Bioelectrochemical Systems and Shewanella: Power Generation and Remediation

Introduction to Bioelectrochemical Systems. Bioelectrochemical Systems (BES), such as microbial fuel cells (MFCs), are innovative devices that utilize electroactive microbes, known as exoelectrogens, to generate electricity. These microorganisms facilitate extracellular electron transfer (EET) from their cells to an electrode, thereby catalyzing the direct conversion of chemical energy into electrical energy. A typical MFC design incorporates a membrane that physically separates the anodic and cathodic chambers, with the system's charge balance maintained by the movement of ions across this ionic membrane. This technology can utilize a wide range of electron donors, including various waste streams like wastewater and lignocellulosic waste, positioning it as a seminal platform for coupling sustainable water treatment with renewable energy recovery.
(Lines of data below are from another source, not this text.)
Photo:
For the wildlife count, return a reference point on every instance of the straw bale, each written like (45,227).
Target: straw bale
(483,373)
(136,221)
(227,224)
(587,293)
Applications and Challenges of MFC Technology. The microbial EET processes that power BES are foundational for developing advanced technologies in contaminant remediation, renewable energy recovery, and biofuel production integrated with water treatment. MFCs are capable of operating on diverse renewable organic substrates, including simple compounds like acetate and glucose, as well as complex mixtures like synthetic wastewater, brewery starch, and landfill leachate. This versatility allows MFCs to serve a dual purpose: treating wastewater by reducing its biological oxygen demand while simultaneously generating electricity to offset operational costs. Despite this significant potential, the current major obstacle preventing the widespread application of MFC technology is its characteristically low power density, which remains a key focus of ongoing research.

Shewanella Species as Model Exoelectrogens. Several species within the Shewanella genus are renowned for their pronounced EET activity and frequently dominate the microbial communities that colonize MFC electrodes exposed to wastewater. When compared under identical BES configurations, different Shewanella strains produce current densities ranging from 0.7 to 3 pA cm⁻², with S. putrefaciens W3-18-1 generating the highest output and Shewanella loihica PV-4 producing the lowest. A remarkable capability of Shewanella is its ability to reductively precipitate highly toxic metals while simultaneously generating electricity, a process known as bioelectrochemical remediation.

Shewanella in Metal and Dye Remediation. A prime example of this remediation capability is demonstrated by S. oneidensis-driven MFCs, which use lactate as an electron donor. These systems achieve a maximum current density of 32.5 mA m⁻² after receiving a 10 mg L⁻¹ Cr(VI) addition to the cathode. The cathodic efficiency for chromium reduction increases steadily over an eight-day operation period with successive Cr(VI) additions, confirming effective and continuous detoxification coupled with current production. Subsequent studies have shown that other Shewanella spp., including strains W3-18-1, MR-4, and ANA-3, can generate current during Cr(VI) reduction at rates up to fivefold higher than the model organism S. oneidensis MR-1. Furthermore, S. oneidensis MR-1 can reduce pollutants like the azo dye Acid Orange 7 (AO7) in a biocathode configuration, achieving a decolorization efficiency of over 96%.

Biosensing Applications of Shewanella BES. Beyond power generation and remediation, Shewanella-based BES can be engineered into highly sensitive biosensors for detecting toxic compounds. For instance, formaldehyde biosensors have been developed that detect current responses over a concentration range of 0.01% to 0.10%. Similarly, fumarate-biosensing systems deliver a symmetric current peak directly proportional to analyte concentration in a linear range between 2 pM and 10 mM. The true power of this platform, however, lies in its compatibility with genetic engineering, enabling the development of sophisticated, customizable biosensors.

Genetically Engineered BES for Advanced Sensing. Researchers have successfully created genetically engineered S. oneidensis strains for specific sensing tasks. By placing the metal reduction (Mtr) pathway under the control of an arsenic-sensitive promoter, an engineered strain produces a quantifiable increase in current output in response to arsenic contamination. This BES-based biosensor displays an exceptionally low detection limit of 40 pM As(III). The modularity of this transcriptional circuit allows for the development of sensors for other analytes by simply exchanging a single genetic component. Another example involves using trimethylamine-N-oxide (TMAO) to control EET rates via the mtrCAB pathway, where specific promoters respond to TMAO to induce iron reduction and current production. These systems demonstrate how Shewanella-based BES can simultaneously treat waste, monitor for toxins, and dynamically modify treatment processes by controlling the expression of key biochemical pathways.